ExcelPaintingCo said:


> see my thread on mill glaze in the picture forum. Brightener didn't do much. Sanding with a ro90, 60-80 grit turned the wood into a sponge. Anything finer than 80 might polish the surface too much. 60-80 grit sanding is perfect to maximize absorbency.


Will have a look, sounds interesting.


----------



## Jazz_Painter (Feb 22, 2015)

DrakeB said:


> So, it sounds like you basically gave the wood a new "mill glaze" with your sanding. Given that that's the case, have you tried something like a wood brightener? Benjamin Moore 317 (Brighten) and Penofin Wood Brightener are both spec'd to remove the mill glaze, which is a similar effect. Might be worth trying a sample piece this way to see if it can save you from needing to re-sand the entire thing.


I used the wood brightener that came with the Sansin stripper. It was a power I mixed with water that neutralized the stripper and bleached at the same time. It helped a lot with the look, but still needed to sand.


----------



## Jazz_Painter (Feb 22, 2015)

ExcelPaintingCo said:


> see my thread on mill glaze in the picture forum. Brightener didn't do much. Sanding with a ro90, 60-80 grit turned the wood into a sponge. Anything finer than 80 might polish the surface too much. 60-80 grit sanding is perfect to maximize absorbency.


I'm doing a very very quick sanding with a vibrating random sander with 60 grain paper and test with my hand. If I can feel the wood grain with my hand I feel confident applying the stain.

For future projects like this one I'll change papers more often and be careful with the finer sanding. I'll start with 36 grain belt then 60 rotary and vibrating.

I'll also look into those more powerful sanders. However I'm afraid of doing circle marks in the wood, so proper knowledge of the tool usage will be required.

There's also sanding disks that you can put on your grinder.
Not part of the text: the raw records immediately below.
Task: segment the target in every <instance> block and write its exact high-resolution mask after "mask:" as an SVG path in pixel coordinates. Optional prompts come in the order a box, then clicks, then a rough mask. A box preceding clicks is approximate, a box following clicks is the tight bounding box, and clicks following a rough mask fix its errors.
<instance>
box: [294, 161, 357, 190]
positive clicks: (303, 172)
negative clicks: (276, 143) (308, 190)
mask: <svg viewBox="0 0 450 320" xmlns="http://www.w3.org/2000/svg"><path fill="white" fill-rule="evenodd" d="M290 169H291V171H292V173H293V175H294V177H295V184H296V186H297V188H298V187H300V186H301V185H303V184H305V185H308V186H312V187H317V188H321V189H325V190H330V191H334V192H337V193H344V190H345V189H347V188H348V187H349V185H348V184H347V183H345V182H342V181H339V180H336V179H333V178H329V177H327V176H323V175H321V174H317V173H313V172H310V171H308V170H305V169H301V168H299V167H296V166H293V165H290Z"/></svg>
Ever heard/used those? http://www.weem-abrasives.com/photo..._flap_discs_zirconia_alumina_sanding_disc.jpg


----------



## Seth The Painter (Jun 24, 2015)

Jazz_Painter said:


> I used the wood brightener that came with the Sansin stripper. It was a power I mixed with water that neutralized the stripper and bleached at the same time. It helped a lot with the look, but still needed to sand.


That might be your problem. I've used cheap wood brightners that where not nearly as good as the more expensive ones. It's like you pay for what you get.


----------



## Jazz_Painter (Feb 22, 2015)

Seth The Painter said:


> That might be your problem. I've used cheap wood brightners that where not nearly as good as the more expensive ones. It's like you pay for what you get.


I understand, but honestly I think this product is very good. It's a package (gallon of stripper, bag of powdered neutreulizer/whiterner), but it doesn't mean it's cheap.

I'll keep that in mind for future jobs, but I really think the problem was the sanding. We had quite humid and rainy weather, so I just put the first coat yesterday and the wood drank like a fish! About to put the second coat today and get done with this 1000 square feet deck!


----------



## DrakeB (Jun 6, 2011)

Glad it's working out for you!

Regarding the brightener- as far as breaking mill glaze, at least- I know it works in some situations. Maybe it's the wood, maybe it's the sanding, maybe it's the product- who knows. Not sure why you and Excel have had bad luck with it, but it can work in _some_ cases at least. Now I'm curious what variables lead to it not.


----------



## straight_lines (Oct 17, 2007)

Don't bother buying most of the premade brighteners. They are to low in concentration to be effective. Buy something like this and you can mix to whatever strength you need. It will fur wood opening it up. 

http://pressuretek.com/f8nubr.html


----------



## Seth The Painter (Jun 24, 2015)

I didn't mean to say the product you used was cheap. I said I used them before. Never had outstanding results. I hope it turns out great.


----------